Programming in Arabesque
Arabesque simplifies the programming of Graph Mining Problems as presented in our paper. In the paper, we describe the system and provide a comprehensive introduction to the concepts that we describe below.
We show how Arabesque can be used to solve three fundamental problems in Graph Mining. Finding cliques, counting motifs and frequent subgraph mining. We chose these problems because they represent different classes of graph mining problems. Finding cliques is an example of dense subgraph mining, and allows one to prune the embeddings using local information. Counting motifs requires exhaustive graph exploration up to some maximum size. Frequent subgraph mining is an example of explore-and-prune problems, where only embeddings corresponding to a frequent pattern need to be further explored. We discuss these problems below in more detail.
Filter-Process Model: Think Like an Embedding
Our paper is the best introduction to the filter-process model, or "Think Like an Embedding" (TLE). We now summarize the TLE model, which is depicted below in its most basic form.
The systems exhaustively explores all subgraphs in the graph. We use the term embedding for a subgraph. Exploration proceeds in exploration steps. At each step the existing embeddings are expanded by one new neighboring vertex or incident edge, depending if the application wants vertex-based or edge-based exploration. If we add vertices, then every time a new vertex is added to an embedding, all the edges between the new vertex and the ones currently in the embedding are also added to the embedding, i.e., subgraphs are vertex-induced. If we add edges, then every time a new edge is added to an embedding, the vertex at the other end of the edge is also added (if it wasn't already in the embedding).
Each newly generated embedding, called candidate embedding, is streamed through a user-defined filter function, which returns a boolean saying whether the embedding is interesting or not. If the embedding is interesting, it is streamed over a user-defined process function, which typically derives some output from the embedding. After the process function, the new embedding is added to the set of embeddings to be expanded on the next exploration step. Before that, the embedding is streamed through an optional user-defined termination filter function, which is true by default and operates similarly to a filter function.
Applications that need to aggregate values across multiple embeddings can also define optional aggregation functions. Their operation is depicted below:
The process function can call a map function, which sends a key-value pair (k, v) to a certain aggregator. This aggregator then runs a user-defined reduce function to merge all (k, v) pairs with the same key k. The aggregated values become available for reads by user-defined functions at the end of the exploration step. Before the filter function, Arabesque executes two user-defined functions that can take advantage of aggregated values: aggregate-filter and aggregate-process, which are analogous to the filter and process function. These two additional functions allow pre-filtering and pre-processing based on values aggregated in the previous steps.
Arabesque API
Let us see how to create a new computation in Arabesque. Arabesque operates in two modes: vertex-induced and edge-induced expansion.
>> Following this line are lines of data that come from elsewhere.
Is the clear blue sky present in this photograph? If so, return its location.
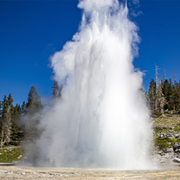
[0,0,180,104]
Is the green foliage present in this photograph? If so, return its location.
[0,146,24,163]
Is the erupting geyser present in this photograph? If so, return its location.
[27,0,152,169]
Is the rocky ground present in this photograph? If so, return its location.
[0,114,180,180]
[0,166,180,180]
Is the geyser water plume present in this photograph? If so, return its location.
[27,0,152,169]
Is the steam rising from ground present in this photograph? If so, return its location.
[24,0,152,169]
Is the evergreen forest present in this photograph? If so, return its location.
[0,74,180,148]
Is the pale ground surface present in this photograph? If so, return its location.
[0,164,180,180]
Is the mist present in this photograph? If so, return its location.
[22,0,153,169]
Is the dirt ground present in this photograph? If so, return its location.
[0,164,180,180]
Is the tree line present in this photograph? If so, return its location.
[146,74,180,114]
[0,81,62,148]
[0,74,180,147]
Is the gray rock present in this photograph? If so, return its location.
[173,158,180,163]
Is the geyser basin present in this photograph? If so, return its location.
[26,0,155,169]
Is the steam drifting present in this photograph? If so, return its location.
[25,0,155,169]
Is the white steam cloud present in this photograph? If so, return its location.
[23,0,155,169]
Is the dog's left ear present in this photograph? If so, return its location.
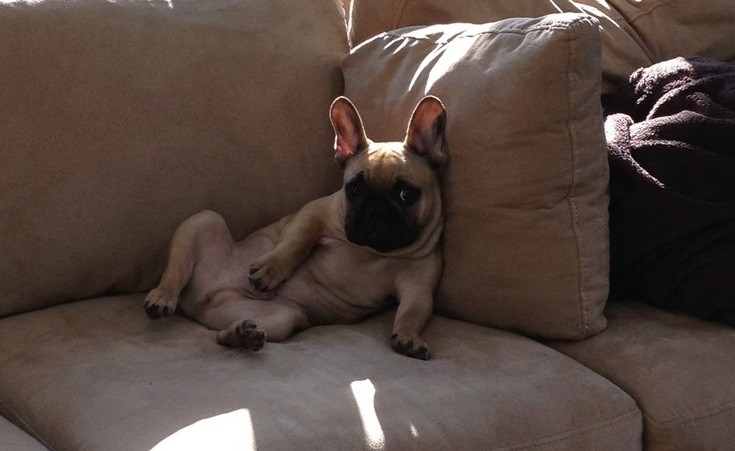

For algorithms using vertex-induced expansion, it is necessary to create a new class that extends VertexInducedComputation; for algorithms using edge-induced expansion, the new class must extend EdgeInducedComputation. Implementing a computation entails overriding methods of the parent class. Both parent classes extend the following interface (we report only the most important methods).
public interface Computation<E extends Embedding> {
void init();
boolean filter(E embedding);
void process(E embedding);
boolean shouldExpand(E newEmbedding);
void initAggregations();
boolean aggregationFilter(E Embedding);
void aggregationProcess(E embedding);
}
The class E can be either VertexInducedEmbedding or EdgeInducedEmbedding, depending on the type of computation we are using.
Computation classes can have a local state, which will be replicated at each Arabesque worker thread running the job. The init method initializes this internal state (it must start with a call to super.init()). The filter method executes the filter function and the process method executes the process function. Finally, the method shouldExpand implements the termination filter function. These methods are sufficient to implement the basic filter-process model.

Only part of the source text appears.